— De Mosquito-Inlet.
— Par où viennent-ils?
— Par la cyprière.
— Où peuvent-ils être en ce moment?
— À quarante milles environ de l'île Carneral.
— Bien, répondit Texar. Il faut les laisser s'engager vers le sud, car il n'y a pas un jour à perdre pour concentrer les milices. S'il le faut, dès demain, nous partirons pour chercher refuge du côté du canal de Bahama…
— Et là, si nous étions trop vivement pressés avant d'avoir pu réunir nos partisans, nous trouverions une retraite assurée dans les îles anglaises!»
Les divers sujets, qui venaient d'être traités dans cette conversation, étaient du plus grand intérêt pour Zermah.
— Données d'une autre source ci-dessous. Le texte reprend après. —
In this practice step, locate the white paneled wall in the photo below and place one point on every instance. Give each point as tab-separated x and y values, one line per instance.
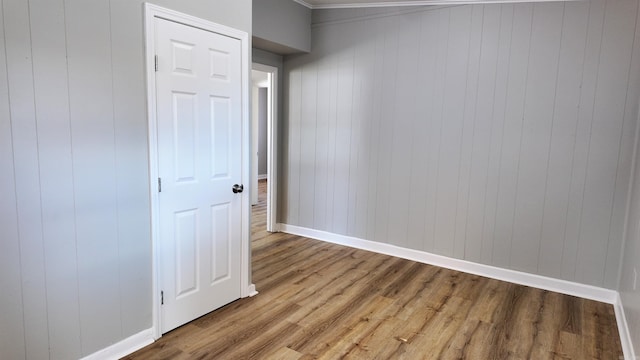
75	247
499	134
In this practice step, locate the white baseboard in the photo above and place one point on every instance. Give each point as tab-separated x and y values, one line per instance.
541	282
518	277
124	347
251	291
623	330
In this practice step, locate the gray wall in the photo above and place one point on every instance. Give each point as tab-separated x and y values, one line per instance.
275	60
631	261
262	131
498	134
281	26
75	250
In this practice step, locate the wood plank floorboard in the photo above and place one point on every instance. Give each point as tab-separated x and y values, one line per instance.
323	301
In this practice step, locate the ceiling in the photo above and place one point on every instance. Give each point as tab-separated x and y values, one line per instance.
332	4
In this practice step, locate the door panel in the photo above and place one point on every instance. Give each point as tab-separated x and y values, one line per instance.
198	85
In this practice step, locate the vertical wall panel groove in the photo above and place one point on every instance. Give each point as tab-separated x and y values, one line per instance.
27	176
12	325
54	138
509	138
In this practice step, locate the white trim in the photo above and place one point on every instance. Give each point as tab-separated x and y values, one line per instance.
417	3
304	3
123	348
623	330
513	276
151	12
272	144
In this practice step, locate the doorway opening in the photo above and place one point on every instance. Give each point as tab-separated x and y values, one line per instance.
264	115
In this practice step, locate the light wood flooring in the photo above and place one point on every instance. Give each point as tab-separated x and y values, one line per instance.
324	301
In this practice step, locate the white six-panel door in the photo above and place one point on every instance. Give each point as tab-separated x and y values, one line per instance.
198	97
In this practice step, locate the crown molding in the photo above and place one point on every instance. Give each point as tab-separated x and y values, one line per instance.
347	5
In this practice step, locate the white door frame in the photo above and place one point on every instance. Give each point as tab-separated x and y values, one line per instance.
151	13
272	142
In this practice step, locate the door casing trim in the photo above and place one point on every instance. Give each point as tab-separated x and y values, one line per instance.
151	13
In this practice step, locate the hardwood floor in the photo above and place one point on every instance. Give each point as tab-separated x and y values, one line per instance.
324	301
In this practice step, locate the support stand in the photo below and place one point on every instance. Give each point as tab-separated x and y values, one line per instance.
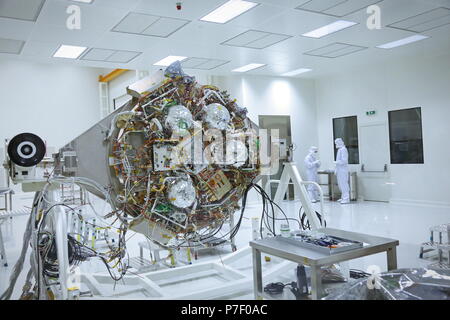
291	173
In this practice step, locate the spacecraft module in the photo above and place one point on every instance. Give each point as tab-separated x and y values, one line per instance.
175	160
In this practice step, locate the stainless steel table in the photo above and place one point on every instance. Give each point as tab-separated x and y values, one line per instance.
315	260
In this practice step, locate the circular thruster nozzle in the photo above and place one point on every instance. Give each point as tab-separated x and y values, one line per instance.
26	150
179	120
217	116
181	193
236	153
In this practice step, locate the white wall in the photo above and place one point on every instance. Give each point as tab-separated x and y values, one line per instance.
56	102
420	82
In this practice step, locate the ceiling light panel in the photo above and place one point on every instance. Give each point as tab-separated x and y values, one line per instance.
229	10
296	72
335	8
203	63
402	42
121	56
110	55
69	52
248	67
329	29
335	50
256	39
425	21
149	25
11	46
167	61
95	54
27	10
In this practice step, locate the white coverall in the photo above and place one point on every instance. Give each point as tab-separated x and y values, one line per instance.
312	164
341	171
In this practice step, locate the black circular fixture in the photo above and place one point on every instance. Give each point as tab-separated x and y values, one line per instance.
26	150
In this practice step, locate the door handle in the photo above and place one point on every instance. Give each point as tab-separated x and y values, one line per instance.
385	169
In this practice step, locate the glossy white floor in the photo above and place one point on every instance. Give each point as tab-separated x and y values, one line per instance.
408	224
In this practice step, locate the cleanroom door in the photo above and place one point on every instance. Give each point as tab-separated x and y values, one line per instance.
374	152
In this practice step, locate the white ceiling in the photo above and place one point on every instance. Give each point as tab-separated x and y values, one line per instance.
134	34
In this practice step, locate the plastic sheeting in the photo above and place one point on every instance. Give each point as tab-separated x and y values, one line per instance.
403	284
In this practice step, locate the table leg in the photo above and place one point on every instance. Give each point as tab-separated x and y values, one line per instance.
257	274
316	283
2	249
392	258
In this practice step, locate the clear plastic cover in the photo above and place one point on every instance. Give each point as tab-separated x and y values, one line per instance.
217	116
179	120
404	284
181	192
236	153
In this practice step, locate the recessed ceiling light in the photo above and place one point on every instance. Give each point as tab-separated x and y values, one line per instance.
228	11
296	72
69	52
167	61
329	29
249	67
402	42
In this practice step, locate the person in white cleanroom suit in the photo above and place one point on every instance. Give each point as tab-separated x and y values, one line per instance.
312	164
342	171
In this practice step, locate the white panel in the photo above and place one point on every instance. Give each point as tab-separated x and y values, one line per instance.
321	5
432	24
11	46
135	23
425	21
193	62
344	51
327	49
21	9
164	27
350	6
246	37
267	41
97	54
212	64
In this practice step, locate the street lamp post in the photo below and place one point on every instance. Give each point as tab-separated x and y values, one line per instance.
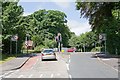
27	35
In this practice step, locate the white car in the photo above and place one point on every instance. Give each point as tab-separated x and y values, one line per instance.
48	54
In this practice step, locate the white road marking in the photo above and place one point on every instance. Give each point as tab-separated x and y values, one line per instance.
30	76
67	66
31	67
41	75
20	76
1	76
8	73
58	74
105	59
69	60
51	75
7	76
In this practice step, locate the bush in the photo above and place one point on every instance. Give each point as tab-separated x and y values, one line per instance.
96	49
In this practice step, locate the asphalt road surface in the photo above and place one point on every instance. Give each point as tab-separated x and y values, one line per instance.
35	68
74	65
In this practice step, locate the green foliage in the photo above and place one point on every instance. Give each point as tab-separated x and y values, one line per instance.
11	20
44	25
88	40
104	17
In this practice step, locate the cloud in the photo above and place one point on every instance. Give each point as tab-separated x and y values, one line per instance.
78	27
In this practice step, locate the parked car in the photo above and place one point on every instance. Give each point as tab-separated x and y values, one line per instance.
48	54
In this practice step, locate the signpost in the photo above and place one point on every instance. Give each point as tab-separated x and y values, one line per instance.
59	40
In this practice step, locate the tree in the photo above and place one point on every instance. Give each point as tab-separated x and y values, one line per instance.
87	40
46	24
103	19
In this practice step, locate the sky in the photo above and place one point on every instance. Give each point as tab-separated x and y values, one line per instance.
75	23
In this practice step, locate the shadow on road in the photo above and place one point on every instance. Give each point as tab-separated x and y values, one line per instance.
50	60
103	55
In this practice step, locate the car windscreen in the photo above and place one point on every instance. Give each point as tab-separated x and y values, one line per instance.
48	51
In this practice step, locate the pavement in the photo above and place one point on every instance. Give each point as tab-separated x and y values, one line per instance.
13	64
83	65
109	60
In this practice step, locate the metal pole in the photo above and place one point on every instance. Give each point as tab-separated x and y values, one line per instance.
10	46
16	48
59	47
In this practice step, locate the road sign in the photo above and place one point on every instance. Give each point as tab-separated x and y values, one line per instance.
102	37
14	38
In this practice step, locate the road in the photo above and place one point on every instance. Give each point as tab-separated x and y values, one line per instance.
74	65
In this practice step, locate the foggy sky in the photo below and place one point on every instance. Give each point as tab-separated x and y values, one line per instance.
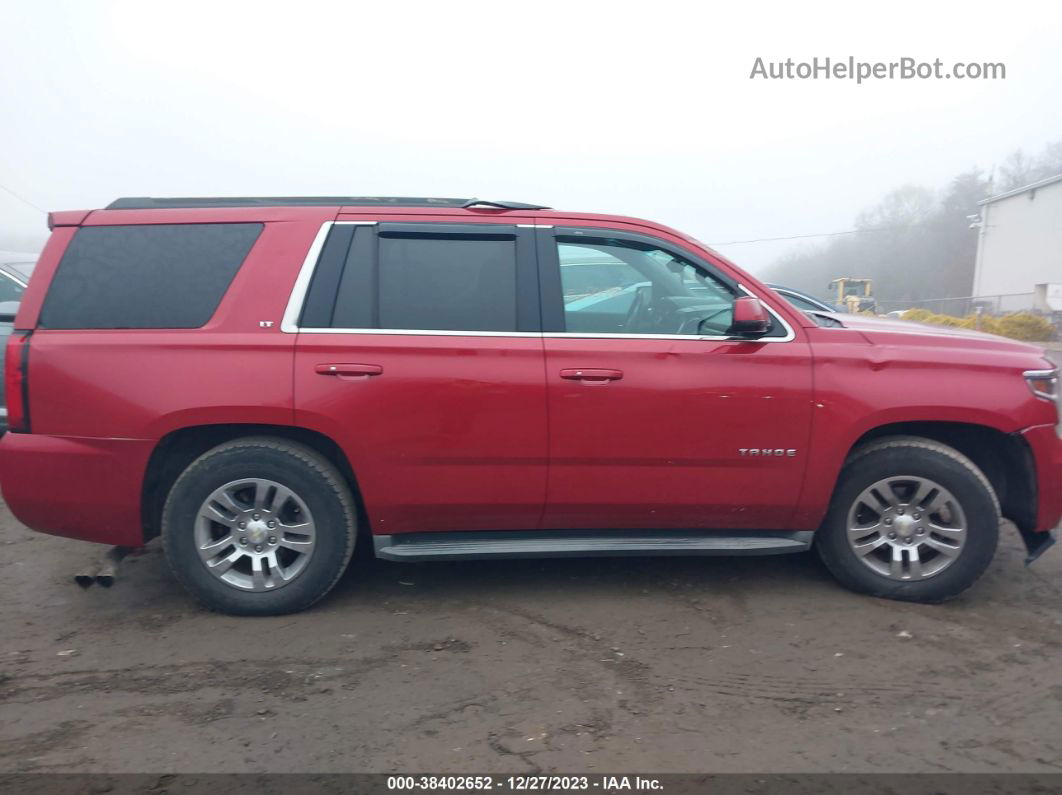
640	108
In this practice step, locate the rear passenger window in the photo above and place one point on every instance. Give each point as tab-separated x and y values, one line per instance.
425	281
146	276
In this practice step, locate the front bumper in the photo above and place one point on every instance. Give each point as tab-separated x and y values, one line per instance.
1046	448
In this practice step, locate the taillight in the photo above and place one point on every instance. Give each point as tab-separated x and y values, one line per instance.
15	372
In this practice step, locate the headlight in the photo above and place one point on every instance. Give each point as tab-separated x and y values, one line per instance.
1045	385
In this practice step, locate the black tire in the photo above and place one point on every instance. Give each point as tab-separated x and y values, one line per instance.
308	474
896	456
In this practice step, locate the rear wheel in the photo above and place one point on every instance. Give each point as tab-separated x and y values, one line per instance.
911	519
259	526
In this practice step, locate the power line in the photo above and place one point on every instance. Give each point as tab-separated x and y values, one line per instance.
22	200
820	235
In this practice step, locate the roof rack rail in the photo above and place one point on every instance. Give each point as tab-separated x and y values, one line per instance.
148	203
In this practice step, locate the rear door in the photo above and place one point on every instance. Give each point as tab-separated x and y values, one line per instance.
420	351
657	419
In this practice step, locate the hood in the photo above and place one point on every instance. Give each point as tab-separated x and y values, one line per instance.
886	330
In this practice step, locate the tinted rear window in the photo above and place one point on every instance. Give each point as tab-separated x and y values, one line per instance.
146	276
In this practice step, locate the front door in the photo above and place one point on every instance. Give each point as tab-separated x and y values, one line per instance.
658	420
420	352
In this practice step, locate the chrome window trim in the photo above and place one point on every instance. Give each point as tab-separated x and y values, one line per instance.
289	324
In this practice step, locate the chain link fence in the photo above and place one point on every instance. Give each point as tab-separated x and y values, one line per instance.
993	305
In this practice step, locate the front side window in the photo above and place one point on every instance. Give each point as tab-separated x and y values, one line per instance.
624	287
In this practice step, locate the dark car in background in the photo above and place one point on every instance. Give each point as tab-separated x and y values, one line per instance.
803	300
15	270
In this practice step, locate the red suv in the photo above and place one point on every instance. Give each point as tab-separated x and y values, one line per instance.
259	381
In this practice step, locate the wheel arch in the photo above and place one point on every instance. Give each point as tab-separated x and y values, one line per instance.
1004	459
177	449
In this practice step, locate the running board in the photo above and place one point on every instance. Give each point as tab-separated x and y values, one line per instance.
552	543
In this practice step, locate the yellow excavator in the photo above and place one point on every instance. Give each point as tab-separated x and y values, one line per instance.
855	295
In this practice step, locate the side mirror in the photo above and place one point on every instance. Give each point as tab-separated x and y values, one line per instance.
750	317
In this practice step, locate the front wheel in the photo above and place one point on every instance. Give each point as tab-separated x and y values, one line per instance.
259	526
911	519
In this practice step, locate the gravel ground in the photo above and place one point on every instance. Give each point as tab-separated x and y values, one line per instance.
656	664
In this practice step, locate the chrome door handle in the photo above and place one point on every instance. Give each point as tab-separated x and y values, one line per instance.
592	375
348	370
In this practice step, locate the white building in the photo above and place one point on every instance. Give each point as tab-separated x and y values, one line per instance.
1020	246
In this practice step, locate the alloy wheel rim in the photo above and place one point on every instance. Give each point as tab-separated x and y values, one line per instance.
255	534
906	528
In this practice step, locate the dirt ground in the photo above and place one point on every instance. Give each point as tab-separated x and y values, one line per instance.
657	664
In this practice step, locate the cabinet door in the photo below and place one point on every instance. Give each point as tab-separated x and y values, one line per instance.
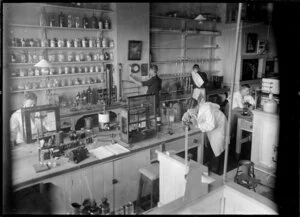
102	182
126	171
75	186
59	197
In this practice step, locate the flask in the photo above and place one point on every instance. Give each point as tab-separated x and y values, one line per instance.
70	21
94	22
106	24
85	22
61	19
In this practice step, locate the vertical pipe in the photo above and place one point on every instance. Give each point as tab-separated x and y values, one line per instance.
227	138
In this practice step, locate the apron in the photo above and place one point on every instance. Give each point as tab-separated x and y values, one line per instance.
216	136
199	92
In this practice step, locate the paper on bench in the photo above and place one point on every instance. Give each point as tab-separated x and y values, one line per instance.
116	148
101	152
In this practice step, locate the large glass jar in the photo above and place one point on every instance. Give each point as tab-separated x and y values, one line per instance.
69	43
104	42
61	57
84	42
94	21
70	21
70	57
53	42
77	57
77	22
61	19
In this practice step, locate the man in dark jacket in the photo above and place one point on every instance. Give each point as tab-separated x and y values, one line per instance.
199	82
154	83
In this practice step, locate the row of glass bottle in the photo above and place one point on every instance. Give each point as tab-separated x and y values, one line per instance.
33	57
72	21
52	83
57	71
101	42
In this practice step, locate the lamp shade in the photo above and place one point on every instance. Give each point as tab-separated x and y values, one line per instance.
43	64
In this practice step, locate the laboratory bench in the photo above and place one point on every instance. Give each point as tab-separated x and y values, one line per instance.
115	177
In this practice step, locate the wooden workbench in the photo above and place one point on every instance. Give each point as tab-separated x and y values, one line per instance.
75	180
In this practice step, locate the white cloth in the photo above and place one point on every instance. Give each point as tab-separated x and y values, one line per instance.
238	100
197	79
212	121
197	92
16	127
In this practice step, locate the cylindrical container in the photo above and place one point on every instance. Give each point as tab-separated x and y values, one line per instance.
100	24
104	42
70	21
91	42
77	22
66	70
88	123
59	70
73	70
69	43
53	42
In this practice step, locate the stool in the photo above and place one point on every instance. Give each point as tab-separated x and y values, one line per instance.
149	174
245	174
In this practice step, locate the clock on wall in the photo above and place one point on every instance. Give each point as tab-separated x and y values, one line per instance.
135	68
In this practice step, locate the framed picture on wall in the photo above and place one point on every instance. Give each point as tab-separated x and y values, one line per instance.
251	43
135	50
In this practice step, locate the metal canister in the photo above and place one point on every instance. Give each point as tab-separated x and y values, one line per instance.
100	24
111	43
73	70
91	42
98	42
66	70
70	21
101	56
111	55
53	42
70	57
76	42
80	69
59	70
69	42
77	22
104	42
91	68
84	42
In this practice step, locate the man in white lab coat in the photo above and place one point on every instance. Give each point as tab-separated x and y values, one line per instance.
199	83
208	118
16	126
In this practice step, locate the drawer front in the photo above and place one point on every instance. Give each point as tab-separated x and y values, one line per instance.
246	125
178	145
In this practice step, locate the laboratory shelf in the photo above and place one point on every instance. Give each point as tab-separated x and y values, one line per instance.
62	63
55	88
63	48
56	75
58	28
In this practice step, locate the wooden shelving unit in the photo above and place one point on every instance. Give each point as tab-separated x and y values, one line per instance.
185	35
54	88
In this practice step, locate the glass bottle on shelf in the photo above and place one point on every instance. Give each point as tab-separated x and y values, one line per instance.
106	24
43	21
100	23
77	22
85	22
70	21
61	19
94	21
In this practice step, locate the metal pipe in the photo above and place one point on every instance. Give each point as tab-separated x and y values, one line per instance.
227	137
Si Texar se décidait à quitter l'île emmènerait-il ses prisonnières ou les laisserait-il au wigwam sous la garde de Squambô? Dans ce dernier cas, il conviendrait de ne tenter l'évasion qu'après le départ de l'Espagnol. Peut-être, alors, la métisse pourrait-elle agir avec plus de chances de succès. Et puis, ne pouvait-il se faire que le détachement fédéral, qui parcourait en ce moment la Basse-Floride, arrivât sur les bords du lac Okee-cho-bee, en vue de l'île Carneral?
Mais tout cet espoir auquel Zermah venait de se reprendre, s'évanouit aussitôt.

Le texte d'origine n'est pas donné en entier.